JOINT BASE PEARL HARBOR-HICKAM, Hawaii — A naval aviator and former commander of 3rd Fleet assumed command of U.S. Pacific Fleet during a Thursday ceremony in Hawaii.
Adm. Stephen Koehler replaces Adm. Samuel Paparo, who is slated to take the reins of U.S. Indo-Pacific Command next month.
Paparo will replace Adm. John Aquilino, who has headed Indo-Pacific Command since April 2021.
During remarks at the pier-side ceremony, Aquilino was effusive in his praise for Paparo and Koehler, describing them as “the world’s greatest warfighters.”
Pacific Fleet’s area of operation encompasses roughly 100 million square miles, spanning from the Arctic in the north to Antarctica in the south.
The fleet consists of about 200 ships, 1,500 aircraft and 150,000 uniformed and civilian personnel.
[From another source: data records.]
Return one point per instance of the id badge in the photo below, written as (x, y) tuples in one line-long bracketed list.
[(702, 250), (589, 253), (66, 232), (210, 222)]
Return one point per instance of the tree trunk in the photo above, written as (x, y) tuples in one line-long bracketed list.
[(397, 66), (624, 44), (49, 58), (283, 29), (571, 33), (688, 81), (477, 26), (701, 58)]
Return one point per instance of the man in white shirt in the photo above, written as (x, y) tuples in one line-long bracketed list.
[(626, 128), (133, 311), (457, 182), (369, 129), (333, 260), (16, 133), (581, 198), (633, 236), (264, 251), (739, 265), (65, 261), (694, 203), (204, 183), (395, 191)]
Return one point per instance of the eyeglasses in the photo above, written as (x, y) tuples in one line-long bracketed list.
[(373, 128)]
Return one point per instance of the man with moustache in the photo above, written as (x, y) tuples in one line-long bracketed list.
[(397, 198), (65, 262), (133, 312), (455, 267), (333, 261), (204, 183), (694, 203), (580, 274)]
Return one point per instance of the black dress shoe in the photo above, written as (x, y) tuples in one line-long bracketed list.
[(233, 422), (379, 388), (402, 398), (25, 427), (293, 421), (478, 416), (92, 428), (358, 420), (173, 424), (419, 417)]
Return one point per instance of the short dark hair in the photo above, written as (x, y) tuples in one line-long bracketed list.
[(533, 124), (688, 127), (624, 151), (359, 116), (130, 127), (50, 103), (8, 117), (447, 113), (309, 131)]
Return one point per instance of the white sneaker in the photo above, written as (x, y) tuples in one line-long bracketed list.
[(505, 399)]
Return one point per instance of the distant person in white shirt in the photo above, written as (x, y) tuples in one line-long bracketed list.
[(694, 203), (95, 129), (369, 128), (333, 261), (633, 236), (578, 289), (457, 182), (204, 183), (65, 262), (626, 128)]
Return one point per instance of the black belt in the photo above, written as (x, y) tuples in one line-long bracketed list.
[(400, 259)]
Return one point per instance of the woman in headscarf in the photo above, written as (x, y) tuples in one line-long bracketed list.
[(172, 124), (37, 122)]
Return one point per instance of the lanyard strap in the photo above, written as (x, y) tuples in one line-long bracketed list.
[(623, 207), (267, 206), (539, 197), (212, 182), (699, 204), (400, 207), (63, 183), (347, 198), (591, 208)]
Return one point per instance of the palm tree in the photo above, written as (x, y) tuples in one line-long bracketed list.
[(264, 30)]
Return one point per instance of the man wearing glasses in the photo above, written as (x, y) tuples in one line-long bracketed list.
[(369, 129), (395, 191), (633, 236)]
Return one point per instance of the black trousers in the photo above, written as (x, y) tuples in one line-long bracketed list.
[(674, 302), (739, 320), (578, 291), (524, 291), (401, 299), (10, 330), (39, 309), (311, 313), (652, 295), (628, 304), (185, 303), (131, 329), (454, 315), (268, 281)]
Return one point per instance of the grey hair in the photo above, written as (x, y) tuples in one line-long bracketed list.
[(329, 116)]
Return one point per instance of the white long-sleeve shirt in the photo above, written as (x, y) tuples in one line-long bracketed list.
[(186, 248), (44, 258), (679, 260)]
Koehler is a 1986 graduate of the University of Colorado at Boulder and was commissioned through the Naval Reserve Officer Training Corps, according to his official Navy biography.
He was designated a naval aviator in March 1989 and has flown more than 3,900 hours in F-14 Tomcat and F-18 Super Hornet fighter jets, making 600 carrier landings.
Among his career commands were the amphibious assault ship USS Bataan, the aircraft carrier USS Dwight D. Eisenhower and Carrier Strike Group 9.
His tours supported operations Desert Storm, Southern Watch, Iraqi Freedom, Inherent Resolve and Freedom’s Sentinel.
He was a deputy commander for Pacific Fleet and commanded the San Diego-based 3rd Fleet. Most recently, he was director for strategy, plans and policy with the Joint Staff in the Pentagon.
Speaking at Thursday’s ceremony, Koehler noted the many foreign officials in the audience.
“Our alliances and partnerships are the unbreakable bedrock of our national security,” he said.
The United States and Pacific Fleet will continue to be the “North Star, the guiding light” for those nations, Koehler said.
“We will continue to be the partner of choice for all like-minded nations,” he said. “We will continue to provide constant, credible and capable combat power throughout the Indo-Pacific while continuing to build and hone our warfighting edge.”
Koehler takes command of Pacific Fleet at a time the region is undergoing “trends toward disorder,” Paparo said.
Those trends are being ushered in by “a revisionist, revanchist and expanding [China], a ruthless Russia, an intractable North Korea and violent extremist supporters who believe in the logic of power rather than the power of logic,” Paparo said.
“In this contested environment, deterring conflict is our highest duty,” he said.